Something a little bit different today, because my remote work schedule is playing havoc with my movie-watching schedule, and it occurs to me that I’ve also talked about books here, so hey, why not go for a media trifecta and talk about a podcast as well?
I’ve mentioned Old Gods Of Appalachia here before, in passing, but now’s as good a time as any to talk in more detail about exactly why I like it, because it’s really fucking good. It’s a horror anthology podcast set in an alternate-universe Appalachia, where malevolent beings have been imprisoned, deep beneath the mountains, for millennia. But time erodes everything, and their prison is not as secure as perhaps it once was.
It’s not an especially complex premise, but it doesn’t need to be, because what makes this podcast so good isn’t the complexity of its premise, it’s the execution. Horror is often - maybe not always, but often - highly reliant on mood and atmosphere, and it’s easy to forget sometimes just how well sound and sound alone - in terms of music, ambient sound, and a practiced storyteller - can evoke mood and atmosphere. It’s sort of funny - when it comes down to it, podcasts like this aren’t really that different from old-time radio plays, which can still be surprisingly effective. Sound leaves a lot to the imagination, and what we conjure in our imagination can so often be so much scarier and so much worse than any literal depiction, because we’re drawing on the things that scare US personally the most.
And this podcast definitely knows how to set a mood. The majority of it consists of a single story, told over multiple episodes, by one storyteller (there are occasionally other voice actors, but this is mostly one person doing most of the narration) who sounds like, in the words of a friend of mine, your grizzled uncle who lives back in the hills and has seen some shit. The language is restrained but evocative, tastefully supplemented by vocal effects, the narrator employs other voices to good effect but not gratuitously so, and other voice actors chime in as well. At every moment, though, the focus is on the story, on establishing a setting and illustrating vividly what is happening there. They give you just enough for your imagination to work with, and it does the rest.
And it’s in service of a really good story. Cosmic horror is one of my favorite types of horror, but as I’ve talked about in the past, it’s been sort of tainted, both by nerd-culture appropriation that reduces it basically to “tentacles and madness,” and by the really appalling beliefs of one of its most notable authors, H.P. Lovecraft. There are still good examples of it out there in film and literature (again, got to give a shout-out to The Croning by Laird Barron), but even when it avoids the racism, sexism, classism, religious intolerance, and just all-around xenophobia of Lovecraft’s cringiest moments, it’s still easy to get it wrong, to assume that all you need is some kind of cyclopean horror from beyond space and some weirdo cultists to get over, and that ain’t it. One of the things that makes this such a good, solid example of cosmic horror is that it isn't a bunch of clichés slapped down into some kind of two-dimensional hillbilly caricature.
This may be an alternate-universe Appalachia, but only in the sense that ancient monstrosities are confirmed - horribly confirmed - to exist in this world, and the locations aren’t actual places. The first series is about the mining town of Barlo, Kentucky, and what happens when the coal miners dig too deep, what comes out of the earth, and how it leads to Barlo’s ruin. Now, there is no such town as Barlo, Kentucky in our world, but there are plenty of towns just like Barlo - Appalachian coal towns where everyone gets paid in company scrip, nobody’s ever going to be able to pay back what they owe the company store, and the best you can hope for is to live long enough to retire instead of dying in a cave-in or a fire, and having some relatively good years before the black lung takes you.
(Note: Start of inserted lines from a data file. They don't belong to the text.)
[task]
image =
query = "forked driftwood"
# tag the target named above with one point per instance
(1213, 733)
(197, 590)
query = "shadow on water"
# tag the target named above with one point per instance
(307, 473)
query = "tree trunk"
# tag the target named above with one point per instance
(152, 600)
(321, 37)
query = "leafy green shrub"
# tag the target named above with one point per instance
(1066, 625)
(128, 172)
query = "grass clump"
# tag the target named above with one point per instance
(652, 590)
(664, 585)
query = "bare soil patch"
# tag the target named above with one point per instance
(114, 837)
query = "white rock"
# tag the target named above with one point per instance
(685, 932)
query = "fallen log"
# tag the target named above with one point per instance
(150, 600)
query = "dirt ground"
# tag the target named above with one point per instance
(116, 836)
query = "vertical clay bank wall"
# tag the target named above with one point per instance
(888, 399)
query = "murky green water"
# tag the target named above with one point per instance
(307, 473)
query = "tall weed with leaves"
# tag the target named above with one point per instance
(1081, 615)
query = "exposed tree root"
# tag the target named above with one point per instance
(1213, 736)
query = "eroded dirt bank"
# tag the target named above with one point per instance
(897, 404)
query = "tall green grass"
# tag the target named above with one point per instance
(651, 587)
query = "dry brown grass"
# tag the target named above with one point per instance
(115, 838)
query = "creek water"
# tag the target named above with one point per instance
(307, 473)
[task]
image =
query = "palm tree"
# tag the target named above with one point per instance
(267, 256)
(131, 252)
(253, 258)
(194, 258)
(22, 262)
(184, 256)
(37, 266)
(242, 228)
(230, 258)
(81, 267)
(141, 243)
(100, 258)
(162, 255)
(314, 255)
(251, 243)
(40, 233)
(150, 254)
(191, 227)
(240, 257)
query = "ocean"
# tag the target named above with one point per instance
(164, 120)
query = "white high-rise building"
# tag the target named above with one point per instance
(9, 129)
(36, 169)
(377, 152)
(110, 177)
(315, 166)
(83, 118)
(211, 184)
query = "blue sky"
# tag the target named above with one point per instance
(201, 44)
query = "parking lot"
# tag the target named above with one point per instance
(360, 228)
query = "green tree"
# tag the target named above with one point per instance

That’s real, and so these are stories rooted in a real time and a real place. The people who make this podcast are from Appalachia, live and work in Appalachia, and are tied closely to the land they call home, and so not only is it treated with the respect it is due (Lovecraft’s ideas about the inhabitants of Appalachia were just as awful as his ideas about everyone else), but the horrors that emerge do so organically from this place and time. These aren’t cultists who are evil for reasons, these are coal miners, desperate for any solution to a life of grinding hardship. When evils beyond comprehension walk among these people, they do so as company men, come to tempt them with respite, or as figures of nature - stags with bloody hooves and burning amber antlers.
You get the sense that the people of these hills and hollers have settled somewhere already occupied by warring factions of beings much, much older, who see human beings as pawns or cattle. And likewise, this world is filled with witches who don’t cackle or stir cauldrons, but instead keep gardens of herbs, collect roots, and treat the people of the town and the valley when no doctor can come. Granny women are real, practitioners of country medicine, of old ways that have kept people alive in this part of the world for centuries. There are no erudite scholars here poring over ancient tomes, just people trying to stay alive and push back against things that are ancient and primal. There is a sense of an entire world, an entire secret history gradually unfolding. Not a tentacle or raving lunatic in sight. Put on some headphones, lie back, close your eyes, and listen.